Advanced payments for beginning farmers were authorized as a part of the Environmental Quality Incentive
Program, “which will reserve funding for conservation practices that protect drinking water,” McCracken
said.
Brown also added an amendment that will allow states to choose up to 10 environmentally beneficial
practices that are eligible for up to 90 percent cost share under EQIP.
Brown also included reforms to the Conservation Stewardship Program, prioritizing cover crops and crop
rotations.
The Agricultural Conservation Easement Program is being funded at $450 million per year, which McCracken
said is an increase of $2 billion over 10-year funding levels in the 2014 bill.
Crop insurance was modified in the 2018 bill. While he said it was largely unchanged, it added provisions
for cover crops, calling them “a good farming practice.” It also added insurance tools for more
specialty crops. McCracken said Brown is particularly interested in malting barley in Ohio.

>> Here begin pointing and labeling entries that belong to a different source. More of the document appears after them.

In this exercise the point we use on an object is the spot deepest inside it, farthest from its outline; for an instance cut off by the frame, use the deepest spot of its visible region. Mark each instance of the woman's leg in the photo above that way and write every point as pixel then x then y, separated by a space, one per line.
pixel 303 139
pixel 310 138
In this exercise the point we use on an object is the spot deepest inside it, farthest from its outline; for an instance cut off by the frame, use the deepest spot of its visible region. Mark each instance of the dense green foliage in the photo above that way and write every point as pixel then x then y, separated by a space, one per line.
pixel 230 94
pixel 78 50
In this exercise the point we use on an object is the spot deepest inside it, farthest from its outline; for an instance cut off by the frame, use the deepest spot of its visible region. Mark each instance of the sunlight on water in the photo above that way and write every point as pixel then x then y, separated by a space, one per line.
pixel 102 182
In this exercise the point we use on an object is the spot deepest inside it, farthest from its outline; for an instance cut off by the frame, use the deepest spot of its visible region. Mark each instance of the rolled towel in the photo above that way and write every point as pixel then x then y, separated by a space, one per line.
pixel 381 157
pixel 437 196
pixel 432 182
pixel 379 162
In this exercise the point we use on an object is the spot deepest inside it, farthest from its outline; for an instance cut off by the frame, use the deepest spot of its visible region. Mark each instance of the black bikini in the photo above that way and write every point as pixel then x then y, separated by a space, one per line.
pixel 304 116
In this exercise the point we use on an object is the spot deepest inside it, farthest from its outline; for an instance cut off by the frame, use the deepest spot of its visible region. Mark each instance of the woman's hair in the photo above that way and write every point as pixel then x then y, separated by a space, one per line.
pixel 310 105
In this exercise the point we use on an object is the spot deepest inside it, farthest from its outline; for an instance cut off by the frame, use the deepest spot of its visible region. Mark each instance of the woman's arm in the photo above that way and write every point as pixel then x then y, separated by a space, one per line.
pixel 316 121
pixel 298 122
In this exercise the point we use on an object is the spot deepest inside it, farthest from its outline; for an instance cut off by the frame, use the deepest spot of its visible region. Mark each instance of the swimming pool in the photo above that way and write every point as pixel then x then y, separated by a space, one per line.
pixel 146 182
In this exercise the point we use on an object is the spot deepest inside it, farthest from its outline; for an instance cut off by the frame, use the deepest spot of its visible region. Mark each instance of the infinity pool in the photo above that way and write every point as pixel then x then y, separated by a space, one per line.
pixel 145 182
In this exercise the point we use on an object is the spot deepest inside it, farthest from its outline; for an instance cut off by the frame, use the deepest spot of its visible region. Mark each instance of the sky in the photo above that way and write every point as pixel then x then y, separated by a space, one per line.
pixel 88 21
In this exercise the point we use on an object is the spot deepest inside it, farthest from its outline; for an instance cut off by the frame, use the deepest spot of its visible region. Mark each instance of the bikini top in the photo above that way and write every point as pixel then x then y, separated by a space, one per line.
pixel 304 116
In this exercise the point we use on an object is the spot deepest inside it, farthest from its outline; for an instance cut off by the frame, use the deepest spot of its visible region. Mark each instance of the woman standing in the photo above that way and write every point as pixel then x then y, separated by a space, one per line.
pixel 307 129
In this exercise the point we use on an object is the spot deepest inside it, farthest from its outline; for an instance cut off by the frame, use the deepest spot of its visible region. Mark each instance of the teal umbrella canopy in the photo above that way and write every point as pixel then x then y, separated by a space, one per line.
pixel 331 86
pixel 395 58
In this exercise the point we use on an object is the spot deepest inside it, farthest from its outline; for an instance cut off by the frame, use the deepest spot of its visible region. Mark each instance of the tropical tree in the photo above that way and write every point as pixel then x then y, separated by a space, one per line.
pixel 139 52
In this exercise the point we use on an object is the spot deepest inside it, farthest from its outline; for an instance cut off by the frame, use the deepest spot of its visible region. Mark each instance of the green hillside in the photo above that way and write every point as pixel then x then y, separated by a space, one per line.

Among the numerous updates to commodity programs, the Farm Bill provided $500 million in permanent
baseline funding for local food promotion and investment. McCracken said this will help “smaller
producers increase sales, grow their operations, and create more value out of their products.”
Research funding was also increased by $630 million. That included new investment in “cutting-edge
research” being performed at Ohio State University and Central State University.
Rural broadband will have $350 million in funding.
There were also several changes to the dairy program. There was an expansion of coverage options for
dairy farmers with the new Dairy Margin Coverage program.
“The dairy program in the 2014 Bill didn’t work the way we thought it would, so we made some tweaks over
the years,” McCracken said. “Dairy’s a really tough market. We hope this will make some difference for
folks.”
Mike McCann, mayor of Defiance, referenced the convergence of the Maumee, Auglaize and Tiffin rivers in
relation to improving water quality.
“We feel we can help, but we need money to help,” he said.
McCracken replied, “One of the things folks have realized in this Farm Bill is that municipalities can
play a role.”
McCann also pointed out the interest in his area in rural broadband.